Markets Committee members said they must discuss whether it’s appropriate for them to consider MISO transmission planning decisions. The System Planning Committee of the MISO Board of Directors typically oversees MISO’s transmission planning choices.

Annual Offers in the Seasonal Capacity Market

Finally, Patton turned his attention to MISO’s first seasonal capacity auction and said MISO should establish a way for suppliers to submit annual offers and rework some of its 31-day outage limit.

He said an auction that uses only seasonal offer parameters “raises substantial challenges for participants that have annual going forward costs they must cover.”

“Suppliers with a resource that requires a capital investment to remain in operation would find it difficult to offer such costs since it will not know how many seasons in which the resource will clear,” he explained.

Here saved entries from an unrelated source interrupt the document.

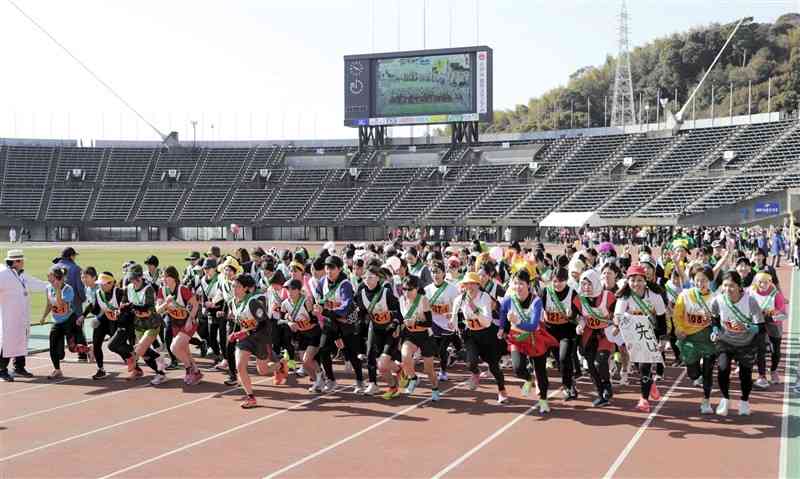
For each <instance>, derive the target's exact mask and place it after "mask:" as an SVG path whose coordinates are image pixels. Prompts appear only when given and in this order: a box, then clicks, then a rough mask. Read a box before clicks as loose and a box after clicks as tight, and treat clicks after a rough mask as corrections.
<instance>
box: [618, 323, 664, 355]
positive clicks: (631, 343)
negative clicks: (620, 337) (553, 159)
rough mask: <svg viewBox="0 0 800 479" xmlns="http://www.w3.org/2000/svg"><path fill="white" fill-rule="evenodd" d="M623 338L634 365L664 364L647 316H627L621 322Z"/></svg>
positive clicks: (628, 352) (625, 344)
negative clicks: (642, 364)
mask: <svg viewBox="0 0 800 479" xmlns="http://www.w3.org/2000/svg"><path fill="white" fill-rule="evenodd" d="M620 330H621V332H622V337H623V338H625V345H626V346H627V347H628V354H630V356H631V361H632V362H634V363H663V362H664V358H663V357H662V356H661V352H660V351H659V350H658V339H656V335H655V334H654V333H653V325H652V324H651V323H650V319H649V318H648V317H647V316H633V315H630V314H625V315H624V316H623V318H622V320H621V321H620Z"/></svg>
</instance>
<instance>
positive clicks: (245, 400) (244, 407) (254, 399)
mask: <svg viewBox="0 0 800 479" xmlns="http://www.w3.org/2000/svg"><path fill="white" fill-rule="evenodd" d="M239 406H240V407H241V408H242V409H253V408H254V407H258V402H257V401H256V397H255V396H253V395H252V394H248V395H247V397H246V398H245V400H244V401H242V404H240V405H239Z"/></svg>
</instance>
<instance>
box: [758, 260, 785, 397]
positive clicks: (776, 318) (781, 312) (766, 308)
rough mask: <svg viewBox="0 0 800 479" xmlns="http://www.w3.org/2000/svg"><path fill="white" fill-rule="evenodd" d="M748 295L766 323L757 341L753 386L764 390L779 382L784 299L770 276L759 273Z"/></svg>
mask: <svg viewBox="0 0 800 479" xmlns="http://www.w3.org/2000/svg"><path fill="white" fill-rule="evenodd" d="M750 295H751V296H752V297H753V298H754V299H755V300H756V302H757V303H758V306H759V307H760V308H761V314H763V315H764V321H765V322H766V331H765V332H764V333H762V334H761V338H760V339H758V354H757V356H756V365H757V366H758V379H757V380H756V382H755V384H754V386H756V387H759V388H762V389H766V388H768V387H769V385H770V380H771V382H772V384H778V383H779V382H780V375H779V374H778V365H779V364H780V361H781V337H782V336H783V323H784V321H785V320H786V317H787V316H786V299H785V298H784V296H783V293H782V292H781V291H780V289H778V287H777V285H776V284H774V283H773V281H772V275H771V274H769V273H767V272H765V271H761V272H759V273H756V276H755V279H753V285H752V286H751V287H750ZM767 341H769V342H770V346H771V348H772V353H771V355H770V361H771V364H770V378H769V380H768V378H767Z"/></svg>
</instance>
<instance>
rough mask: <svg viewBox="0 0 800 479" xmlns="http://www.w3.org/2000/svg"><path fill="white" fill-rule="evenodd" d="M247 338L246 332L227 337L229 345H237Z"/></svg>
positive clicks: (231, 334)
mask: <svg viewBox="0 0 800 479" xmlns="http://www.w3.org/2000/svg"><path fill="white" fill-rule="evenodd" d="M246 337H247V331H237V332H235V333H231V334H229V335H228V342H229V343H237V342H239V341H241V340H242V339H244V338H246Z"/></svg>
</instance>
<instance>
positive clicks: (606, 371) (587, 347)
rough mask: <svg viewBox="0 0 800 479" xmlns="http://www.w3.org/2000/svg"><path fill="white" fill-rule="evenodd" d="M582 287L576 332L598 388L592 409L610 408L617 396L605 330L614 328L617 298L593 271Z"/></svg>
mask: <svg viewBox="0 0 800 479" xmlns="http://www.w3.org/2000/svg"><path fill="white" fill-rule="evenodd" d="M579 285H580V293H579V294H576V295H575V298H573V300H572V303H573V304H574V305H575V307H576V308H578V310H579V311H580V313H579V314H578V325H577V326H576V327H575V332H576V333H577V335H578V336H580V344H581V348H582V350H583V356H584V357H585V358H586V361H587V363H588V364H589V375H591V377H592V381H593V382H594V385H595V387H596V388H597V396H598V397H597V399H595V400H594V401H593V402H592V405H593V406H595V407H602V406H607V405H608V404H610V402H611V397H612V396H613V394H614V393H613V390H612V389H611V374H610V371H609V364H608V360H609V358H610V357H611V352H612V351H614V344H613V343H612V342H611V341H609V340H608V338H607V337H606V333H605V330H606V328H607V327H608V326H609V325H611V324H612V317H613V315H612V311H614V304H615V302H616V297H615V296H614V294H613V293H612V292H610V291H604V290H603V286H602V282H601V281H600V274H599V273H598V272H597V271H596V270H593V269H590V270H587V271H585V272H584V273H582V274H581V277H580V282H579Z"/></svg>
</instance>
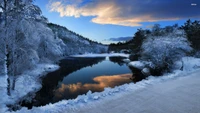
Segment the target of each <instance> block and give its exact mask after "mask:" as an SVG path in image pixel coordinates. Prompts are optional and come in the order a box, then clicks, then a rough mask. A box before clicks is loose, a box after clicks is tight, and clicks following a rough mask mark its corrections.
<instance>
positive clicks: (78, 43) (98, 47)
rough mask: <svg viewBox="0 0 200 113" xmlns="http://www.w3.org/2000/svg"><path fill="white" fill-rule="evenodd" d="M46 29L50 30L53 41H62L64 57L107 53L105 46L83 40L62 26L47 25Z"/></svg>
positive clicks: (59, 25)
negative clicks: (72, 55) (82, 54)
mask: <svg viewBox="0 0 200 113" xmlns="http://www.w3.org/2000/svg"><path fill="white" fill-rule="evenodd" d="M48 27H49V28H51V29H52V31H53V33H54V38H55V39H61V40H62V41H63V45H62V49H64V52H63V53H64V55H73V54H84V53H105V52H106V51H107V46H104V45H102V44H99V43H97V42H94V41H91V40H89V39H87V38H84V37H83V36H81V35H78V34H76V33H74V32H72V31H70V30H68V29H67V28H65V27H63V26H60V25H56V24H53V23H48Z"/></svg>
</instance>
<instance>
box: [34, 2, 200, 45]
mask: <svg viewBox="0 0 200 113" xmlns="http://www.w3.org/2000/svg"><path fill="white" fill-rule="evenodd" d="M34 4H36V5H37V6H39V7H40V8H41V10H42V12H43V15H44V16H45V17H47V18H48V20H49V22H52V23H55V24H59V25H61V26H65V27H67V28H68V29H69V30H72V31H74V32H76V33H78V34H80V35H82V36H84V37H87V38H89V39H91V40H94V41H98V42H102V43H104V44H109V43H113V42H116V41H120V40H121V41H124V39H128V38H125V37H133V36H134V34H135V32H136V31H137V29H139V28H142V29H148V28H151V27H152V26H153V25H154V24H160V25H161V27H164V26H168V25H174V24H179V25H183V24H184V22H185V21H186V20H188V19H191V20H199V19H200V0H35V1H34ZM129 39H130V38H129Z"/></svg>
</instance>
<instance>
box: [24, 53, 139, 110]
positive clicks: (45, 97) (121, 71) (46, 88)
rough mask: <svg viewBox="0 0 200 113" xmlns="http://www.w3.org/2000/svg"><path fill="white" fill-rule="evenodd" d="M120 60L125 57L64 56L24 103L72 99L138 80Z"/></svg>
mask: <svg viewBox="0 0 200 113" xmlns="http://www.w3.org/2000/svg"><path fill="white" fill-rule="evenodd" d="M122 59H124V57H109V58H108V57H106V58H105V57H97V58H86V57H84V58H83V57H67V58H66V59H63V60H61V61H60V69H59V70H57V71H55V72H51V73H49V74H47V76H46V77H45V78H43V80H42V88H41V90H39V91H38V92H37V93H36V96H35V98H34V99H33V101H32V102H31V103H29V104H28V103H23V106H27V107H28V108H32V106H41V105H46V104H48V103H55V102H58V101H61V100H63V99H75V98H76V97H77V96H78V95H82V94H86V93H87V92H88V91H89V90H90V91H92V92H101V91H103V90H104V88H105V87H112V88H113V87H115V86H119V85H122V84H125V83H130V82H136V81H139V80H141V78H140V77H139V79H138V77H134V79H132V80H131V79H130V78H132V77H133V72H132V71H133V70H131V69H130V68H129V67H128V66H127V64H125V63H124V62H123V61H122Z"/></svg>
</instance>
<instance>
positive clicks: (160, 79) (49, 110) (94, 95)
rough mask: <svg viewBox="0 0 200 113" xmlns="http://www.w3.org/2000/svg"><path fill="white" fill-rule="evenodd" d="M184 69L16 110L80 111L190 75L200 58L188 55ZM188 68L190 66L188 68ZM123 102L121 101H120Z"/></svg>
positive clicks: (194, 70) (193, 69)
mask: <svg viewBox="0 0 200 113" xmlns="http://www.w3.org/2000/svg"><path fill="white" fill-rule="evenodd" d="M183 61H184V67H185V68H184V69H183V71H181V70H174V71H173V72H172V73H166V74H164V75H163V76H160V77H153V76H149V77H148V78H147V79H145V80H142V81H140V82H138V83H136V84H133V83H130V84H124V85H121V86H117V87H115V88H105V89H104V91H103V92H96V93H91V91H89V92H88V93H87V94H86V95H80V96H78V97H77V98H76V99H72V100H63V101H60V102H57V103H55V104H48V105H46V106H41V107H33V108H32V109H31V110H28V109H27V108H25V107H23V108H22V109H21V110H18V111H16V112H17V113H63V112H71V111H74V112H76V111H78V109H80V108H88V107H92V106H96V105H97V104H98V103H101V102H104V101H108V100H110V101H111V100H115V99H116V97H123V96H124V94H131V93H134V92H135V91H136V90H141V89H143V88H145V87H147V86H149V85H153V84H157V83H162V82H163V81H168V80H170V79H174V78H177V77H181V76H189V75H190V73H191V72H194V71H195V70H199V68H196V67H198V66H200V59H197V58H192V57H187V58H183ZM188 68H190V69H189V70H188ZM118 104H121V103H118Z"/></svg>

Patton also said MISO’s 31-day limit on non-exempt generation outages is causing some distortion in the capacity market because “a number of suppliers” this year deliberately adjusted their longer unit outages, so they straddled seasons, thereby dodging penalties.

“This can be problematic for outages that are shifted from shoulder seasons into higher-demand winter and summer seasons,” Patton said. He said MISO should figure out how it can motivate better outage scheduling.

MISO leadership will respond to Patton’s State of the Market report in December.